Theorizing: it would be almost impossible to make a perfectly round jewel from a diamond because of the crystalline structure, let alone several.


----------



## Bucky (Jan 14, 2010)

I always pictured them as rectangular, about as big as when you put your index finger & thumb together and naturally, cut like diamonds.......

But that's just me except for the diamond part.

I think if Tolkien drew them round, then he must've meant they were round - he certainly had enough talent to draw a rectangle or triangle for example had he meant that to be their shape. 
It's not like he was trying to draw something difficult like a dragon that looks too much like a cat (Smaug). A circle is a circle is a circle.
And diamonds do indeed come in circular shapes.


----------



## Astrance (Jan 14, 2010)

Well, I always pictured the Silmarils of oval shape.

But maybe Tolkien drew them round because this shape is a symbol of perfection. After all, he never clearly described them, so why wouldn't he represent the idea of a Silmaril rather than a Silmaril itself ?


----------



## Confusticated (Oct 21, 2010)

_As three great jewels they were in form_... 

I imagine them about maybe a inch and a half (about four centimeters) in diameter. I also imagine them as perfectly round smooth spheres.
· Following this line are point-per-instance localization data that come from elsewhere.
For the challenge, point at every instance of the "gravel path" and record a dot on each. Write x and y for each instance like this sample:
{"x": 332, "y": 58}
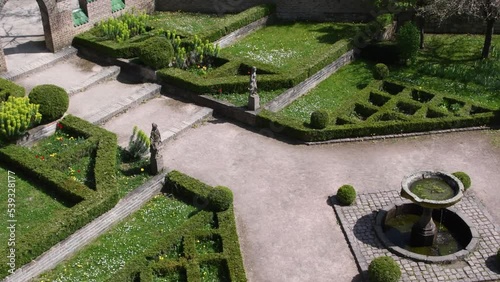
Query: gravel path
{"x": 287, "y": 230}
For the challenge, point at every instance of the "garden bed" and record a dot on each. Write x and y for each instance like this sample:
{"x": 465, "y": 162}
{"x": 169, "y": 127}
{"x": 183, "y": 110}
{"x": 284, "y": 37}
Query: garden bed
{"x": 75, "y": 168}
{"x": 167, "y": 240}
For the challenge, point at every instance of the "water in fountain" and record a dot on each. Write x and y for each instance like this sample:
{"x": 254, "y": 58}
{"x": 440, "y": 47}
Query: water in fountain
{"x": 398, "y": 231}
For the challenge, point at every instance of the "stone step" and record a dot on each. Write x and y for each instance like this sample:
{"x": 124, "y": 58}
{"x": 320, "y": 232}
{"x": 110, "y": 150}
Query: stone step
{"x": 105, "y": 74}
{"x": 42, "y": 63}
{"x": 103, "y": 101}
{"x": 65, "y": 249}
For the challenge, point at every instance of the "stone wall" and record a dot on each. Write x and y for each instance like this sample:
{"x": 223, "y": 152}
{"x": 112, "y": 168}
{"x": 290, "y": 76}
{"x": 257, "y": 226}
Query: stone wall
{"x": 319, "y": 10}
{"x": 61, "y": 23}
{"x": 458, "y": 25}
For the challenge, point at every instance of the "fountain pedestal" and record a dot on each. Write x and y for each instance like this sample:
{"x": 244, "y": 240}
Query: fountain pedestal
{"x": 423, "y": 232}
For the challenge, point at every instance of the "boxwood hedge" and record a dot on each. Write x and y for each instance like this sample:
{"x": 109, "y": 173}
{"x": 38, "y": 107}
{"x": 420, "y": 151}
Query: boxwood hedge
{"x": 220, "y": 224}
{"x": 87, "y": 204}
{"x": 387, "y": 107}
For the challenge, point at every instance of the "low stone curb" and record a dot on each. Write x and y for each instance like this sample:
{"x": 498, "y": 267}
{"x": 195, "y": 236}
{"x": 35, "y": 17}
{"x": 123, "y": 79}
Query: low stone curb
{"x": 66, "y": 248}
{"x": 147, "y": 92}
{"x": 401, "y": 135}
{"x": 194, "y": 119}
{"x": 242, "y": 32}
{"x": 44, "y": 62}
{"x": 104, "y": 74}
{"x": 292, "y": 94}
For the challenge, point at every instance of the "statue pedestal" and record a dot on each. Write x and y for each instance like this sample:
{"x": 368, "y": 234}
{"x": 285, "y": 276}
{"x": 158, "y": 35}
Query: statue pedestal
{"x": 156, "y": 164}
{"x": 253, "y": 102}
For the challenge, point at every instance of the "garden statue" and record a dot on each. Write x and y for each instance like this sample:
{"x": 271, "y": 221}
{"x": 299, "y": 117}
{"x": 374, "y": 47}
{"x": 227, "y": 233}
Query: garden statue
{"x": 156, "y": 159}
{"x": 253, "y": 98}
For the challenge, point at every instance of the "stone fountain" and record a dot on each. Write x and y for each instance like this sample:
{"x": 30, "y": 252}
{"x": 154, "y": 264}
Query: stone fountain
{"x": 410, "y": 230}
{"x": 430, "y": 190}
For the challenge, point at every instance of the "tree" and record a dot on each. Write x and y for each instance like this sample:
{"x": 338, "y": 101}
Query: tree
{"x": 488, "y": 10}
{"x": 405, "y": 5}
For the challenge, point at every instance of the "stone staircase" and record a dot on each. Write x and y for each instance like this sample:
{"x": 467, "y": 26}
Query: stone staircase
{"x": 65, "y": 249}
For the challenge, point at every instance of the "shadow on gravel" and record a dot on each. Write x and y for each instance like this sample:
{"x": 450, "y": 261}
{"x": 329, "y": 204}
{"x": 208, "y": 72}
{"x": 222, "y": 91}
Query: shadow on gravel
{"x": 493, "y": 264}
{"x": 29, "y": 47}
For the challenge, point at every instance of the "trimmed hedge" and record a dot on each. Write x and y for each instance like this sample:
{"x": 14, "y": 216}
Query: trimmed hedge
{"x": 129, "y": 49}
{"x": 384, "y": 269}
{"x": 53, "y": 101}
{"x": 87, "y": 203}
{"x": 381, "y": 71}
{"x": 157, "y": 52}
{"x": 464, "y": 177}
{"x": 269, "y": 78}
{"x": 319, "y": 119}
{"x": 9, "y": 88}
{"x": 386, "y": 52}
{"x": 222, "y": 225}
{"x": 198, "y": 193}
{"x": 386, "y": 107}
{"x": 346, "y": 195}
{"x": 238, "y": 21}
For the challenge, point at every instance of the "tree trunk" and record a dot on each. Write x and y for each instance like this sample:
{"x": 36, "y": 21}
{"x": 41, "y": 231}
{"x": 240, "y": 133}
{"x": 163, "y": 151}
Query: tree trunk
{"x": 421, "y": 25}
{"x": 490, "y": 24}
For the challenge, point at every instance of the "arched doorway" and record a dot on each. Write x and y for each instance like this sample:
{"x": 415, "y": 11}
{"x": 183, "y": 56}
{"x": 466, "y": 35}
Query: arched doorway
{"x": 25, "y": 31}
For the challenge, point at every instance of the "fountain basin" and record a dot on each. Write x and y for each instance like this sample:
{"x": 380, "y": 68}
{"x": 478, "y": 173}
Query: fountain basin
{"x": 432, "y": 189}
{"x": 398, "y": 240}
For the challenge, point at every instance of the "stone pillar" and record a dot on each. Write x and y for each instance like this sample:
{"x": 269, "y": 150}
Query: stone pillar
{"x": 156, "y": 159}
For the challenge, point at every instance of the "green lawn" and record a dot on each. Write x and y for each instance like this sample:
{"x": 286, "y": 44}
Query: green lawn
{"x": 291, "y": 46}
{"x": 452, "y": 64}
{"x": 33, "y": 207}
{"x": 332, "y": 93}
{"x": 111, "y": 251}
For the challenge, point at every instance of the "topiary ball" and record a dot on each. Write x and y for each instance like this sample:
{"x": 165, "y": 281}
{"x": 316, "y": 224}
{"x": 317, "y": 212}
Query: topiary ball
{"x": 464, "y": 177}
{"x": 381, "y": 71}
{"x": 346, "y": 195}
{"x": 157, "y": 52}
{"x": 384, "y": 269}
{"x": 220, "y": 199}
{"x": 53, "y": 101}
{"x": 320, "y": 119}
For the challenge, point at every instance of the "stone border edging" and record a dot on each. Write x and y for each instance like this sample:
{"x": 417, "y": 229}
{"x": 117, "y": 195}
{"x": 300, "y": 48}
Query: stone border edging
{"x": 292, "y": 94}
{"x": 401, "y": 135}
{"x": 44, "y": 62}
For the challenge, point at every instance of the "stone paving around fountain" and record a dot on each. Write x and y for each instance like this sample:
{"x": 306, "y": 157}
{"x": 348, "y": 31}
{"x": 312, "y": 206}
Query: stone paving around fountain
{"x": 358, "y": 220}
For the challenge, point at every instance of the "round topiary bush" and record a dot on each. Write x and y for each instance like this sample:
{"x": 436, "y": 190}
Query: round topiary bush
{"x": 346, "y": 195}
{"x": 381, "y": 71}
{"x": 464, "y": 177}
{"x": 319, "y": 119}
{"x": 53, "y": 101}
{"x": 384, "y": 269}
{"x": 220, "y": 199}
{"x": 157, "y": 52}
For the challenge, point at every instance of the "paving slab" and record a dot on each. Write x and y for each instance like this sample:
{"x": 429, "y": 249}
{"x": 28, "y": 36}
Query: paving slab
{"x": 172, "y": 116}
{"x": 68, "y": 74}
{"x": 103, "y": 101}
{"x": 287, "y": 230}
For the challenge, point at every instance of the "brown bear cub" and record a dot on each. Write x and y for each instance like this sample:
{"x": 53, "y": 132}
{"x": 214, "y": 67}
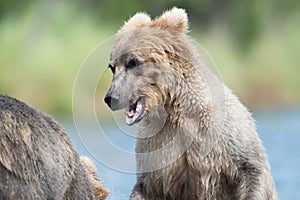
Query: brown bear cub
{"x": 195, "y": 139}
{"x": 38, "y": 159}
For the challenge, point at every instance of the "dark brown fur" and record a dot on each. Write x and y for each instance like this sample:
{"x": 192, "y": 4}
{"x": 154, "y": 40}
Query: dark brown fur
{"x": 37, "y": 158}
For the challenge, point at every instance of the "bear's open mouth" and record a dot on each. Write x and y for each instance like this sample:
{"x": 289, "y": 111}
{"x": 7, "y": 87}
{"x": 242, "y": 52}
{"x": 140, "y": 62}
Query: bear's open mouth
{"x": 134, "y": 111}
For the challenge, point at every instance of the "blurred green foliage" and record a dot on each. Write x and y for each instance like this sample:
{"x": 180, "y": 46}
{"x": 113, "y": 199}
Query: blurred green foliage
{"x": 255, "y": 45}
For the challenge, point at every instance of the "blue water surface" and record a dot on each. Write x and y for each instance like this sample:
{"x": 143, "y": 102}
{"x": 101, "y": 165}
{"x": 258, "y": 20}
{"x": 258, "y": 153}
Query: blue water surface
{"x": 279, "y": 132}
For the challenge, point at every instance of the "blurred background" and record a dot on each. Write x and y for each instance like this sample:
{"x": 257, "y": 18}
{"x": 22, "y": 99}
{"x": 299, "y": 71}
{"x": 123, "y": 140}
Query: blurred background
{"x": 255, "y": 45}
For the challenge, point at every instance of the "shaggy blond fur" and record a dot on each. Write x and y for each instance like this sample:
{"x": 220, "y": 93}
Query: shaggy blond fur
{"x": 100, "y": 192}
{"x": 183, "y": 151}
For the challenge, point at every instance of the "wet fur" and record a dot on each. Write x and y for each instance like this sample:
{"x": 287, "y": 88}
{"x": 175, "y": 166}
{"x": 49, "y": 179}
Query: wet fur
{"x": 37, "y": 158}
{"x": 222, "y": 162}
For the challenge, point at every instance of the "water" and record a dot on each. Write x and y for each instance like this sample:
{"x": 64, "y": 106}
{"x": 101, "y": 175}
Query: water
{"x": 279, "y": 131}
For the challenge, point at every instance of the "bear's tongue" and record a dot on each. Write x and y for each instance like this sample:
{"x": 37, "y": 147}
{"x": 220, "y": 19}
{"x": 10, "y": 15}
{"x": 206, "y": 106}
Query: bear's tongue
{"x": 133, "y": 112}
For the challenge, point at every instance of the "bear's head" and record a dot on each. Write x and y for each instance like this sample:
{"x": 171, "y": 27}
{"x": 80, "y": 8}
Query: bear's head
{"x": 148, "y": 62}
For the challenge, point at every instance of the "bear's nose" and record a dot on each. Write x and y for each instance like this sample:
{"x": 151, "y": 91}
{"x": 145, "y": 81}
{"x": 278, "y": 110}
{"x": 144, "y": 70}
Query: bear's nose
{"x": 111, "y": 100}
Perhaps that is because I think of that as being a stronger shape than having edges. Don't know if that is true or no, it's just mechanical intuition. I also see the light within them as so brilliant that you don't need edges to reflect it and make is sparkly. 

Not saying that is how they are, its just what I imagine.

By the way, real nice of Varda to make it so mortals cannot touch them. WTF is up with that. Beren is special because he was the first rugged dude Luthien ever seen - so he gets to touch them? What about any other mortals who might of been excellent individuals!


----------